Le bilan du livre de poche, limité au public lettré et traditionnel et à une zone marginale mal définie, serait donc assez décevant. Jean-Paul Sartre constate que « la révolution du Poche est purement technologique : on n'est pas passé d'un groupe social à un autre, ce sont toujours les classes aisées et moyennes qui achètent. Simplement, parce que le livre est moins cher, plus joli, plus accessible, il a gagné des clients au sein de ces classes : essentiellement les femmes et les jeunes 1 ». Notre société prend à trop bon compte une conscience satisfaite d'elle-même en se donnant l'air d'ouvrir à tout un chacun les portes du savoir et de la culture. Ce livre de poche ne crée que l'illusion d'un commerce actif avec les grandes œuvres. Là seraient bien la « mystification » et « l'aliénation », pour employer un langage marxiste, du lecteur novice qui ne fait pas partie du monde privilégié des clercs. Dès lors la diffusion de la culture comme valeur s'apparente à une vaste entreprise commerciale ou mercantile qui a pour elle tous les alibis idéologiques qu'elle peut souhaiter. Le contenu du livre de poche reste alors une sorte de littérature « octroyée », la consommation anonyme de lectures par les masses, alors que la seule opinion littéraire ou esthétique qui parvient à l'écrivain est celle d'une couche sociale restreinte, celle des lettrés, par l'intermédiaire des critiques. Le fait qu'une littérature de qualité, reconnue comme telle par un certain groupe social, soit mise en circulation dans des groupes différents, sans qu'il y ait échange, représente le problème le plus angoissant et le plus difficile que pose la moderne évolution du livre.

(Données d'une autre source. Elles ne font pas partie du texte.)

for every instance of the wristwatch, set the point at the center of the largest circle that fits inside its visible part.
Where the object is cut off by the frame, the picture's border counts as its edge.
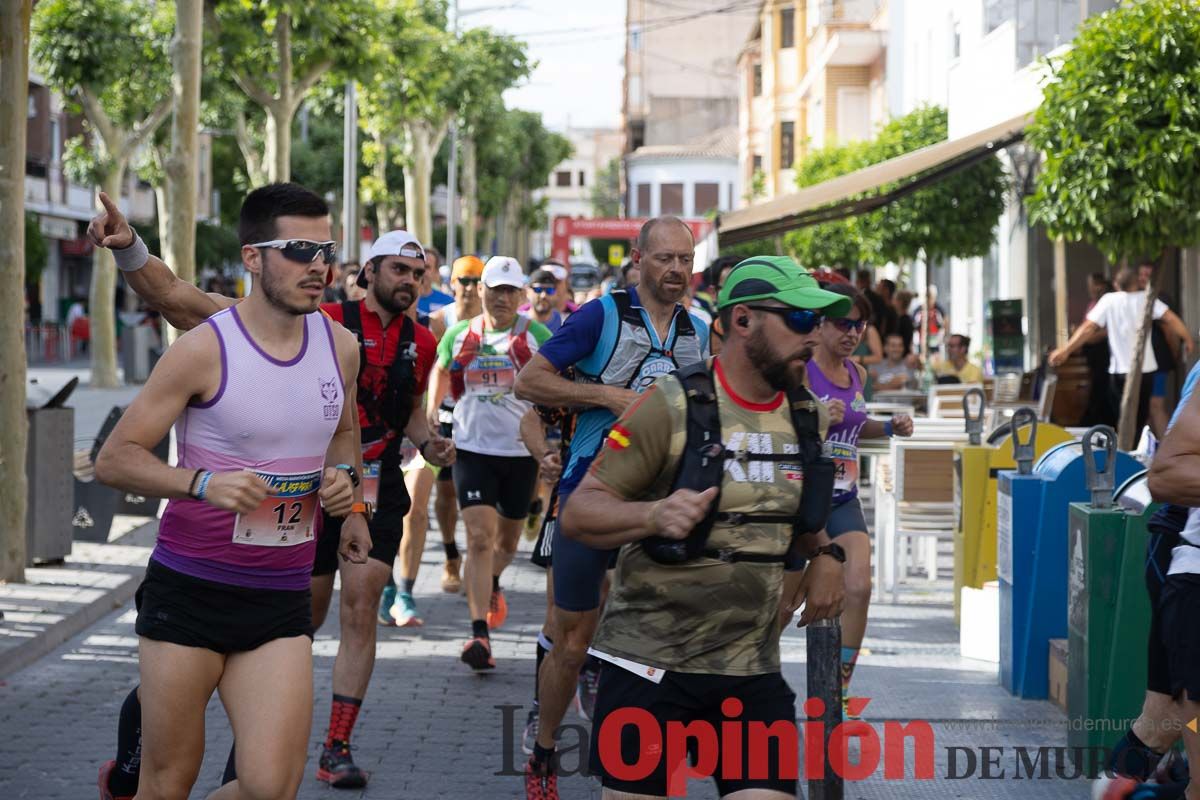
(834, 551)
(349, 470)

Mais des symptômes encourageants et positifs ne se manifestent-ils pas ? Des rubriques littéraires sont consacrées de plus en plus souvent au livre de poche dans des journaux de pure information ou de faits divers et dans la presse de province. On trouve des comptes rendus lors de la parution d'un nouveau titre, comme s'il s'agissait d'une œuvre originale. Des journaux d'entreprises, des journaux syndicaux, des bulletins de jeunes ont des chroniques régulières. La Vie du rail, le journal professionnel qui s'adresse à l'ensemble des cheminots, offre d'excellentes pages littéraires par thèmes ou auteurs axées sur le livre de poche. Inversement les journaux intellectuels ne sont pas restés à l'écart : les « Poche sous les yeux », puis les « Poche dans les mains », forment une rubrique du Figaro littéraire. Nous avons vu que la démarcation entre le livre classique et le livre de poche s'amenuise quant au contenu. La présentation s'interpénètre également. La jaquette existait avant le livre de poche. Les bandes publicitaires - depuis le célèbre hors-Goncourt - se multiplient. Beaucoup de livres se présentent les pages déjà coupées et les couvertures du livre broché normal sont fréquemment plastifiées. Même inconsciemment une population de plus en plus étendue est touchée par le livre de poche, qui entre désormais dans la vie quotidienne et l'acheteur n'est plus uniquement soumis, sans contrepartie, à l'impact, à l'agression des images et des couleurs. Son sens critique s'éveille. Il peut formuler des jugements esthétiques. Il devient un lecteur au sens plein. Le livre de poche dépasse alors sa réussite sur le plan technique et prépare, à tout le moins, les lecteurs de demain. « Va donc, petit livre, et choisis ton monde... », disait déjà Toepfier. Le livre de poche, un livre comme les autres... Évoquons la pensée de Paul Valéry au fronton du Palais de Chaillot. N'allons pas sans désir, sans curiosité vers le livre de poche. Il dépend de celui qui passe, comme ce le fut toujours, que les appels chatoyants du petit livre soient entendus.